GSOP students have the opportunity to put their knowledge and skills to the test by participating in the school's medical mission program.

GSOP studnets organize and host an annual local community health fair to promote health awareness among the community.

Q: What is the teaching style or philosophy?A: The best way to remember the ever-expanding volume of medical information that changes so rapidly is to work in teams and explain the information to someone else. That is why we incorporate many active learning strategies, such as team-based learning, case-based learning, and processed oriented-guided inquiry learning.

Q: What are some community outreach activities or programs the school participates in? What volunteer opportunities are available to students?A: Servant leadership is a driving force behind GSOP’s mission. Students are encouraged to follow Christ’s example of serving, teaching, and healing those in need. We have a number of chartered student organizations that encourage participation in service and volunteer programs, and many partnerships with local charities.

We also host an annual local community health fair to promote health awareness, prevention and treatment, as well as provide students with a meaningful service learning experience. The health fair is entirely organized by students to connect with and educate the community.

In addition to local outreach activities, students also have the opportunity to participate in GSOP’s medical mission program each year. Mission teams have treated countless patients and filled thousands of prescriptions in countries around the world, including the Amazon, Belize, Bolivia, Costa Rica, the Dominican Republic, Guatemala, Honduras, Taiwan, Uganda and Zambia, and in the United States.

Despite the difficult physical conditions of mission trips, GSOP students receive invaluable on-the-job training and are able to put their knowledge and skills to the test. They participate in activities ranging from counseling patients and filling medications to performing blood pressure screenings, helping in triage and diagnostics, and praying with patients.

Q: What advice do you have for students who will graduate this year?A: My advice can be summed up in just one word: love. I’m not referring to loving your profession, which is not a bad thing, but it’s not really about loving your career.

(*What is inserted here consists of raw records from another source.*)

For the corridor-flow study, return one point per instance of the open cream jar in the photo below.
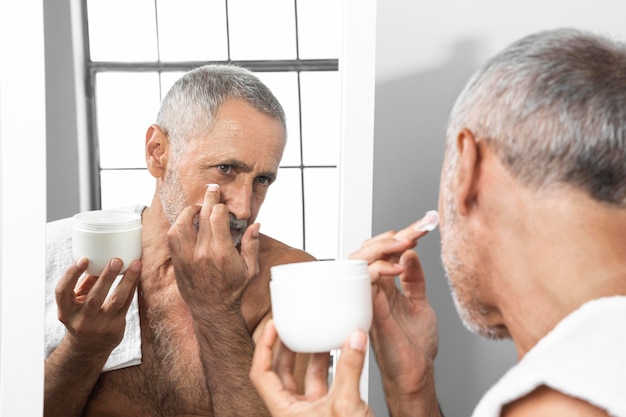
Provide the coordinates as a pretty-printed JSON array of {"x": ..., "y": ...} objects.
[{"x": 101, "y": 235}]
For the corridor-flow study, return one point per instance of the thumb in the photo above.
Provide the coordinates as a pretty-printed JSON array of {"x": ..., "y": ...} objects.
[{"x": 349, "y": 368}]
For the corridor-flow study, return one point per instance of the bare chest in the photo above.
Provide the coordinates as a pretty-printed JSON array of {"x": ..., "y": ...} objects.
[{"x": 170, "y": 380}]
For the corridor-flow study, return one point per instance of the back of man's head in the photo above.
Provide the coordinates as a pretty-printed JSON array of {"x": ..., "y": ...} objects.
[{"x": 553, "y": 107}]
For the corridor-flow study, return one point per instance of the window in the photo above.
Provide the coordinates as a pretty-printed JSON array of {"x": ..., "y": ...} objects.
[{"x": 136, "y": 50}]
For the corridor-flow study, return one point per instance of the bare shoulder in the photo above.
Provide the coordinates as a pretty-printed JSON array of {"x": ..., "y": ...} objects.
[
  {"x": 274, "y": 252},
  {"x": 546, "y": 401}
]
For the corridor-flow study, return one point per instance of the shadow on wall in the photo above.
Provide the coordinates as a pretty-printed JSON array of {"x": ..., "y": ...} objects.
[{"x": 410, "y": 122}]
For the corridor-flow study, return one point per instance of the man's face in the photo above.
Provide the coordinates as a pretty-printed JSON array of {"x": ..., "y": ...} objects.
[
  {"x": 466, "y": 265},
  {"x": 240, "y": 152}
]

It’s about loving people.

When patients come to see a pharmacist, they normally bring with them a whole host of concerns that relate to their physical, mental, or spiritual being. The patient might have been treated poorly by someone else in the health care system, they might have just received some devastating news, or they might be trying to cope with personal problems at home or work. And, unbeknownst to the pharmacist, they carry of all of it with them to the encounter.

The pharmacist is often their last stop in an otherwise frustrating health care experience, and bears the brunt of their pent-up anger or impatience. Oftentimes, there may not be anything we can do for a patient medically, but we can always provide unconditional love.